Unbroken: A World War II Story of Survival, Resilience, and Redemption by Laura Hillenbrand - "Eight years ago, an old man told me a story that took my breath away. His name was Louie Zamperini, and from the day I first spoke to him, his almost incomprehensibly dramatic life was my obsession.

"It was a horse--the subject of my first book, Seabiscuit: An American Legend--who led me to Louie. As I researched the Depression-era racehorse, I kept coming across stories about Louie, a 1930s track star who endured an amazing odyssey in World War II. I knew only a little about him then, but I couldn’t shake him from my mind. After I finished Seabiscuit, I tracked Louie down, called him and asked about his life. For the next hour, he had me transfixed.

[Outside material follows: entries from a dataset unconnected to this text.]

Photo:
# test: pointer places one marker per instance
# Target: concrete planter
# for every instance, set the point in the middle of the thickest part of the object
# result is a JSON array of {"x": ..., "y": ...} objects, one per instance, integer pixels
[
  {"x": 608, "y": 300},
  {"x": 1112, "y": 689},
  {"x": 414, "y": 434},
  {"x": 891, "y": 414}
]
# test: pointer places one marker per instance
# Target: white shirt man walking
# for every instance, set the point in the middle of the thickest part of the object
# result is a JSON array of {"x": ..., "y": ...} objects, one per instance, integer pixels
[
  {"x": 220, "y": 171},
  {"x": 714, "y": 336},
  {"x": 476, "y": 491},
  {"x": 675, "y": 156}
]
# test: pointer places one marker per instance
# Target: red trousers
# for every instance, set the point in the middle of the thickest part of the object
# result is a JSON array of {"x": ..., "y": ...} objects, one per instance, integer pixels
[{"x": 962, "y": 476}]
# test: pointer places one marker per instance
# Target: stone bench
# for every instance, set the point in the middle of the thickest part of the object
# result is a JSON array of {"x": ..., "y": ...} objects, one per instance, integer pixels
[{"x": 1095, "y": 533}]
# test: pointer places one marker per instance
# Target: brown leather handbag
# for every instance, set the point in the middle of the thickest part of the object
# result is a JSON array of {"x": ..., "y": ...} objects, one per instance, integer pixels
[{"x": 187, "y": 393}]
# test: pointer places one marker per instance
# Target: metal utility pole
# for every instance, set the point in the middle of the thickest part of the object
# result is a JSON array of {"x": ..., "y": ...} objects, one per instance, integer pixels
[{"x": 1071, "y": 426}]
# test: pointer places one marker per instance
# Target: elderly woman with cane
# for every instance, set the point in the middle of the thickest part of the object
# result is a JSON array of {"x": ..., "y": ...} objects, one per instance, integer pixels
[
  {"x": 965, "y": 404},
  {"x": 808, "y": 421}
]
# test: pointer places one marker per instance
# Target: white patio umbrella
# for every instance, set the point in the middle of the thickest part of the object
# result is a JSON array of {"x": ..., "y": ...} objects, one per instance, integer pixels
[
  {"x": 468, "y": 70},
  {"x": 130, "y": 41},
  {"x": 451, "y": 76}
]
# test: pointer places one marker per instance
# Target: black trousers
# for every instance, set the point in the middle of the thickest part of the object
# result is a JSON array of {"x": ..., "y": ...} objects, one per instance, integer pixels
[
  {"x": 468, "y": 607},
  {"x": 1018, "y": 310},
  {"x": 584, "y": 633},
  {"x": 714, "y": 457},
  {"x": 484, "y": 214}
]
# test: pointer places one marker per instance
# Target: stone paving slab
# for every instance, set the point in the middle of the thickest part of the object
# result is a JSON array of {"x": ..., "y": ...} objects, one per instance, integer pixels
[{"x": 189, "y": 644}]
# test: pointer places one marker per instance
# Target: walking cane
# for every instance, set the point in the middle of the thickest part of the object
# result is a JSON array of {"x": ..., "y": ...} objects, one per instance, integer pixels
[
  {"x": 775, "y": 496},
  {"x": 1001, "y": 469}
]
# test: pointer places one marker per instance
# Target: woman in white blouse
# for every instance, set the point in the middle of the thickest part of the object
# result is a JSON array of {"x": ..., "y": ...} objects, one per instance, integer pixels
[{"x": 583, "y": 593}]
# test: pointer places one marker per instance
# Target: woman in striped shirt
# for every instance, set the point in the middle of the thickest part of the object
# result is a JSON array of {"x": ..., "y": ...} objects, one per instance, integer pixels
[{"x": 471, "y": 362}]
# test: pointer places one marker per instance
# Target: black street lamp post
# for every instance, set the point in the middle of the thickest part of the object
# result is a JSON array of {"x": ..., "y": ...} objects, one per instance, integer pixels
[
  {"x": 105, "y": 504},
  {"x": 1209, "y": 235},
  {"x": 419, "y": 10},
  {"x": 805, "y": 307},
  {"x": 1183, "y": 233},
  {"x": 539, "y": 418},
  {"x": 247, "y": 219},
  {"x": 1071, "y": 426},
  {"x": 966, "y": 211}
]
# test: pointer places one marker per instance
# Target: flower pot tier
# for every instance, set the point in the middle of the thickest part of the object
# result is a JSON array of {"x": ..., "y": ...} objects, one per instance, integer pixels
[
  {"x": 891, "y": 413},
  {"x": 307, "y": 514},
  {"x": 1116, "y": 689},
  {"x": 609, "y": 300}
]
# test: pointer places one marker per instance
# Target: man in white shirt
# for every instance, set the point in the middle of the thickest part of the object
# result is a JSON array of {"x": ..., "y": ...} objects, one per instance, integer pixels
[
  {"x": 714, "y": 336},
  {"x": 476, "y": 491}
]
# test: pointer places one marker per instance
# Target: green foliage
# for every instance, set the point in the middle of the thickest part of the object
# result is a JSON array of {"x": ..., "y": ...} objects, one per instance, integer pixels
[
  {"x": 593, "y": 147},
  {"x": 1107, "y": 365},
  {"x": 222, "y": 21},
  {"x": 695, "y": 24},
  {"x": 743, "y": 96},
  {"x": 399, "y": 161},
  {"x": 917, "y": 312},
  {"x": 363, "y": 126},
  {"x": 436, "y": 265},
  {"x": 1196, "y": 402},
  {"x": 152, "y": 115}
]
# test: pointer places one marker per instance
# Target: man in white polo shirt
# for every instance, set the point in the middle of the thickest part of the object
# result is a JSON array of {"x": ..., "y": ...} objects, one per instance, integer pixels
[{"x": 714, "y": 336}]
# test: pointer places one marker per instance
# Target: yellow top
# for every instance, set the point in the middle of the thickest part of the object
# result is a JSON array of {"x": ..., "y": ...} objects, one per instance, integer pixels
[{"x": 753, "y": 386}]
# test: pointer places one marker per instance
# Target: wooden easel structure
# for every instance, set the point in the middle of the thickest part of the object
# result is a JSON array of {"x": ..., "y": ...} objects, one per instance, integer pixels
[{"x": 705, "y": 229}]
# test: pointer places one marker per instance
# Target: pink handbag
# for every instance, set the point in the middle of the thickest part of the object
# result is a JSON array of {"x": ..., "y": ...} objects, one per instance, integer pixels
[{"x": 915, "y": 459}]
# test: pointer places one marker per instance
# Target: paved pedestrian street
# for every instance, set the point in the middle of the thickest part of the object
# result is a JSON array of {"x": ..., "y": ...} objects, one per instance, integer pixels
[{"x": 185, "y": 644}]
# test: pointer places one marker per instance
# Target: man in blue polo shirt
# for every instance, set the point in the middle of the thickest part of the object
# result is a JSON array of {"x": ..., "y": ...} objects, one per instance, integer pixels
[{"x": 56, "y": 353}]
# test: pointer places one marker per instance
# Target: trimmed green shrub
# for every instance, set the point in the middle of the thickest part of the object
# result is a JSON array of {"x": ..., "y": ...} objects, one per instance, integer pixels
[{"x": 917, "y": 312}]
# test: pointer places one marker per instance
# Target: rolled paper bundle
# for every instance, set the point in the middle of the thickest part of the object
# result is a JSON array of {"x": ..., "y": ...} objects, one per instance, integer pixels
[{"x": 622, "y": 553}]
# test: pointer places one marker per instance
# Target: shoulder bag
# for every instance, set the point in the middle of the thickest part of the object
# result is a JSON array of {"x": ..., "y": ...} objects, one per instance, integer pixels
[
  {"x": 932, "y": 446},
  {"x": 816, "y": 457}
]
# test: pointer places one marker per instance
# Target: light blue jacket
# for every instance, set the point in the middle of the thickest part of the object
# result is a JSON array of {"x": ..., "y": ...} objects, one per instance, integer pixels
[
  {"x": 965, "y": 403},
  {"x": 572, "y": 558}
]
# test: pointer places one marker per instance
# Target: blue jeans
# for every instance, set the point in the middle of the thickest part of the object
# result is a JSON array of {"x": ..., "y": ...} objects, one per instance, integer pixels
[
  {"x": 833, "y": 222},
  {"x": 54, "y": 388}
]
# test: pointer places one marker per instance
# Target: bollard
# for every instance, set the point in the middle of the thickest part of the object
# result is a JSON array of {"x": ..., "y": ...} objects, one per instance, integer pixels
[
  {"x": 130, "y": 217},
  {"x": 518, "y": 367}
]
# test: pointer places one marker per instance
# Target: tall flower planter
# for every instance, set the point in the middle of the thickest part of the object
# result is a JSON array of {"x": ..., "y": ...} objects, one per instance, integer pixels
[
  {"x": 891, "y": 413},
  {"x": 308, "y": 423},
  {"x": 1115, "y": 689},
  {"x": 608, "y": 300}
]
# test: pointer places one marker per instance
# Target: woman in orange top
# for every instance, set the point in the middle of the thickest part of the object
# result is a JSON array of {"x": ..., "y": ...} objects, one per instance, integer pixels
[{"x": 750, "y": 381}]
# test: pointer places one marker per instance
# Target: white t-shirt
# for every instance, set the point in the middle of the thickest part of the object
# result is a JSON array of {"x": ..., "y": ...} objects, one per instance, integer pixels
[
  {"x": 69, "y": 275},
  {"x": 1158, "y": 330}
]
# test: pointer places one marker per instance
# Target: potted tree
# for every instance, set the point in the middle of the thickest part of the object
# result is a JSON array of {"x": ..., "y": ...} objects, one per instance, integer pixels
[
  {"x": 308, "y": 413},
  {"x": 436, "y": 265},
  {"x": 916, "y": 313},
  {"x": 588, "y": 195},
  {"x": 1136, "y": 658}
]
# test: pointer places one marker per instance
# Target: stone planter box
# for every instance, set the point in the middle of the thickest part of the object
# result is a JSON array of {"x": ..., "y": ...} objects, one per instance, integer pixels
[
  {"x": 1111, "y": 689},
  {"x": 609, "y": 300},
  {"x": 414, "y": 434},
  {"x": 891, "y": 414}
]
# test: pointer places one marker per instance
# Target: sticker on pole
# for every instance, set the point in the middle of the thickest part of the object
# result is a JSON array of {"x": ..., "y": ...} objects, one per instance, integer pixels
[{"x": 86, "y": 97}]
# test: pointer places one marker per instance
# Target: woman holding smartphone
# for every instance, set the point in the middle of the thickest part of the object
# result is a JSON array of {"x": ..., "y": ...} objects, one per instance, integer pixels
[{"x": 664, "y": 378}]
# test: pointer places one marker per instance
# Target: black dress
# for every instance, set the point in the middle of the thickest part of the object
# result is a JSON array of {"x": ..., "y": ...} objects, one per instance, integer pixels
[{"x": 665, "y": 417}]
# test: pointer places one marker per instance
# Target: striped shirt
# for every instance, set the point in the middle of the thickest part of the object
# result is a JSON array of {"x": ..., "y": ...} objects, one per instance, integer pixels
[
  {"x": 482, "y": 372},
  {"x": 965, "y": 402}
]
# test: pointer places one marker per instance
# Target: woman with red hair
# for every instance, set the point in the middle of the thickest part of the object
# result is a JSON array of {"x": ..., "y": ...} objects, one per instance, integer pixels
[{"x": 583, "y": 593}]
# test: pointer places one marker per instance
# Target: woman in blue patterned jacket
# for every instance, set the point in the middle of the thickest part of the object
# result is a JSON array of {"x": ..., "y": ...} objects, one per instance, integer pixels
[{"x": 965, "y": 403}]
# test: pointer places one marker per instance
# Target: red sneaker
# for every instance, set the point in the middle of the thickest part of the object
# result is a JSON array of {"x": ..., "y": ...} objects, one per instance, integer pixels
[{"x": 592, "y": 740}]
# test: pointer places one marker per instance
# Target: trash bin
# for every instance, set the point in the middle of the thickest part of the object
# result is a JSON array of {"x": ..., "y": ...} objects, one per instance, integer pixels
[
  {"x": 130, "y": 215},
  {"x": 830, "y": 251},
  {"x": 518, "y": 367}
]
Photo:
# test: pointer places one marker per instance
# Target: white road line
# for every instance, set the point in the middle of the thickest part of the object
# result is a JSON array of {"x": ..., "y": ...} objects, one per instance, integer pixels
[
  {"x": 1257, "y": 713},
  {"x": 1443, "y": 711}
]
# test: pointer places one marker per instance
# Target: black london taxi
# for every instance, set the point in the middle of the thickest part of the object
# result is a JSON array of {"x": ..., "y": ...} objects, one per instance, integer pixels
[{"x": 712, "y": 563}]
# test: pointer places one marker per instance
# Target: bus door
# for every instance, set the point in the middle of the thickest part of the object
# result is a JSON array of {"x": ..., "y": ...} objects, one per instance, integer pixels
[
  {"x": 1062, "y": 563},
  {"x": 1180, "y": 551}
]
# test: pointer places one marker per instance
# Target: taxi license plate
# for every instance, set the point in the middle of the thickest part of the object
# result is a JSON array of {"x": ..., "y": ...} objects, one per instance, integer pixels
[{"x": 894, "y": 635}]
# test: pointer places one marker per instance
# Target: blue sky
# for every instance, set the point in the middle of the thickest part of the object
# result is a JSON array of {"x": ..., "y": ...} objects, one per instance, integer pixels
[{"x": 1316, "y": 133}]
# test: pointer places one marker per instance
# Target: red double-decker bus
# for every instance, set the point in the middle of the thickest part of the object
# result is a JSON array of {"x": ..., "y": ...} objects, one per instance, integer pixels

"Growing up in California in the 1920s, Louie was a hellraiser, stealing everything edible that he could carry, staging elaborate pranks, getting in fistfights, and bedeviling the local police. But as a teenager, he emerged as one of the greatest runners America had ever seen, competing at the 1936 Berlin Olympics, where he put on a sensational performance, crossed paths with Hitler, and stole a German flag right off the Reich Chancellery. He was preparing for the 1940 Olympics, and closing in on the fabled four-minute mile, when World War II began. Louie joined the Army Air Corps, becoming a bombardier. Stationed on Oahu, he survived harrowing combat, including an epic air battle that ended when his plane crash-landed, some six hundred holes in its fuselage and half the crew seriously wounded.

"On a May afternoon in 1943, Louie took off on a search mission for a lost plane. Somewhere over the Pacific, the engines on his bomber failed. The plane plummeted into the sea, leaving Louie and two other men stranded on a tiny raft. Drifting for weeks and thousands of miles, they endured starvation and desperate thirst, sharks that leapt aboard the raft, trying to drag them off, a machine-gun attack from a Japanese bomber, and a typhoon with waves some forty feet high. At last, they spotted an island. As they rowed toward it, unbeknownst to them, a Japanese military boat was lurking nearby. Louie’s journey had only just begun.

"That first conversation with Louie was a pivot point in my life. Fascinated by his experiences, and the mystery of how a man could overcome so much, I began a seven-year journey through his story. I found it in diaries, letters and unpublished memoirs; in the memories of his family and friends, fellow Olympians, former American airmen and Japanese veterans; in forgotten papers in archives as far-flung as Oslo and Canberra. Along the way, there were staggering surprises, and Louie’s unlikely, inspiring story came alive for me. It is a tale of daring, defiance, persistence, ingenuity, and the ferocious will of a man who refused to be broken.
"The culmination of my journey is my new book, Unbroken: A World War II Story of Survival, Resilience, and Redemption. I hope you are as spellbound by Louie’s life as I am."